Seniman jalanan yang sering menggambar mural di jalan, diharapkan bisa mengkampanyekan ornamen-ornamen lokal Bali, seperti yang ada di Pura Dalem Guwang.
"Ya, tentunya dengan cara mereka (seniman jalanan), dengan style mereka, dan juga dengan warna-warna kekinian. Menjadi trendy, pop, itu yang kami mau," terang Adiartha.
Ditemui setelah pembukaan pameran, Adiartha mengungkapkan ingin melangkah lebih jauh dengan melakukan pengembangan terhadap bentuk, motif, warna, ataupun material dengan sesuatu yang baru.
Pameran ini dihasilkan atas dasar riset dari keenam seniman yang dilakukan di Pura Dalem Guwang.
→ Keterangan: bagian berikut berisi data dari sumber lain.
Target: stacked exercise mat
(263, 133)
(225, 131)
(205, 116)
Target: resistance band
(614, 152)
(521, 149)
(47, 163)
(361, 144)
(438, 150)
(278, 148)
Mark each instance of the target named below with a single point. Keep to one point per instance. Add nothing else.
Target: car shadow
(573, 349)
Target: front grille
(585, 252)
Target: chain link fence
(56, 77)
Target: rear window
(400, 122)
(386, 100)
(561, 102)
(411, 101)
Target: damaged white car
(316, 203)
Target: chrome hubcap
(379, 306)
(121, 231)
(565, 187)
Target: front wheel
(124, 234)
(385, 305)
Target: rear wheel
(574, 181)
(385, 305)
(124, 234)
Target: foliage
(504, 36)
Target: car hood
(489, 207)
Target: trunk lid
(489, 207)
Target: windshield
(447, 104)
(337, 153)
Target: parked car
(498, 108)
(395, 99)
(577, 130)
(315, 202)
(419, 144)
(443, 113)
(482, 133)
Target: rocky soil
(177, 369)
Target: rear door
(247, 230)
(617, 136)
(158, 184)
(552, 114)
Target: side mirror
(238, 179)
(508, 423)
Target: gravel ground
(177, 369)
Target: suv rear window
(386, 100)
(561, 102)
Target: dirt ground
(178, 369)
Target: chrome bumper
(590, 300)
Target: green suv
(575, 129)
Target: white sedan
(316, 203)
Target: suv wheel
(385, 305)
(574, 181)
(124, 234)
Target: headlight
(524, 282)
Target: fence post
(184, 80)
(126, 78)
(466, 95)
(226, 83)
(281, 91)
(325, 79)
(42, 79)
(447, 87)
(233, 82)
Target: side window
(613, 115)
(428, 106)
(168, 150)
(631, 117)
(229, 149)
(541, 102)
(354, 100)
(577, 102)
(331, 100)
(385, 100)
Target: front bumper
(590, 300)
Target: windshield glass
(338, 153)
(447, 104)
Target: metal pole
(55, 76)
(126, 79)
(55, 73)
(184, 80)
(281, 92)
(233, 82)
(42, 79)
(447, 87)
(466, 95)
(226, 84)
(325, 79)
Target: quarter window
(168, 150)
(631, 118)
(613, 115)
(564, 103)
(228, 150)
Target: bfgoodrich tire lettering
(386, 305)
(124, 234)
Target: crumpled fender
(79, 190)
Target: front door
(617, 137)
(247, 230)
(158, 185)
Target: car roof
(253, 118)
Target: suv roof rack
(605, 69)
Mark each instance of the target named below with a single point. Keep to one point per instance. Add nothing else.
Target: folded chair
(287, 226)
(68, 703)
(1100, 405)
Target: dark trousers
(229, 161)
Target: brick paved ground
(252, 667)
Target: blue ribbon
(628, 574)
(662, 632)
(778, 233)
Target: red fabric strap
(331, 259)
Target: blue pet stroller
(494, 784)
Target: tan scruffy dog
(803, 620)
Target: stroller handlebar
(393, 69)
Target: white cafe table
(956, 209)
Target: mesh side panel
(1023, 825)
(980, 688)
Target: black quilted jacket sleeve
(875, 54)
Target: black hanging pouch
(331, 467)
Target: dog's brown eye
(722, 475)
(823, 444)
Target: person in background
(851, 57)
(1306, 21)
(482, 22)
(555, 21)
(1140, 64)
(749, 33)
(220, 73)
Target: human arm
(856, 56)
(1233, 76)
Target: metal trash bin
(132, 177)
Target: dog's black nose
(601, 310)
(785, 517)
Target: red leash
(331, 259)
Sutha, salah satu pameris, mengungkapkan bahwa leluhur-leluhur di Guwang sudah termasuk visioner dalam segi visual. "Ornamen-ornamen itu konotasinya sudah jadi cagar budaya sih. Berbekal riset tersebut, kami berenam mengembangkan dan mengeksplorasi kembali ornamen-ornamen yang ada di Guwang. Eksplorasinya itu terkait tiga hal, yakni medium, teknik, dan isu," terang Sutha.
Adapun, Dwymabim mengaku ditantang untuk merespons ornamen-ornamen yang ada di Pura Dalam Guwang.
"Gimana kami merespons tentang ornamen yang ada di Desa Guwang ini menjadi sebuah karya kekinian," ungkap Dwymabim yang seorang seniman jalanan.
Background kebanyakan dari kami berenam, sambung dia, adalah street art atau seni jalanan. "Jadi, gimana kami juga dapat tantangan, harus bisa mengembangkan karya yang awalnya kami (buat) di jalan, tapi kami bawa ke galeri. Tapi tanpa mengurangi jati diri sebagai street artist itu," ungkapnya.
Di sisi lain, Mardiys mengatakan bahwa ornamen-ornamen di Pura Dalem Guwang merupakan salah satu yang tertua di Bali. Riset yang dilakukan di pura tersebut menjadi sebuah referensi untuk menciptakan karya baru sesuai dengan ciri khas masing-masing seniman.
"Kami di Kulidan Art Space ini melakukan riset di Pura Dalem Guwang. Jadi, kami kemarin riset, melihat ornamen-ornamen yang ada di sana karena itu salah satunya ornamen yang tertua di Bali. Setelah riset, kami bikin karya yang bisa diterapkan. Masing-masing artist kan punya style-nya sendiri," jelas Mardiys.
Setiap perubahan dan perkembangan, sambung dia, itu pasti ada pembaharuan dari ornamen, tetapi tidak melupakan nilai-nilai tradisi yang sudah ada.
"Zaman boleh modern, kita boleh mengikuti modernisasi, tapi jangan pernah lupa nilai-nilai dasar atau tradisi yang sudah ada," tandas seniman tato ini.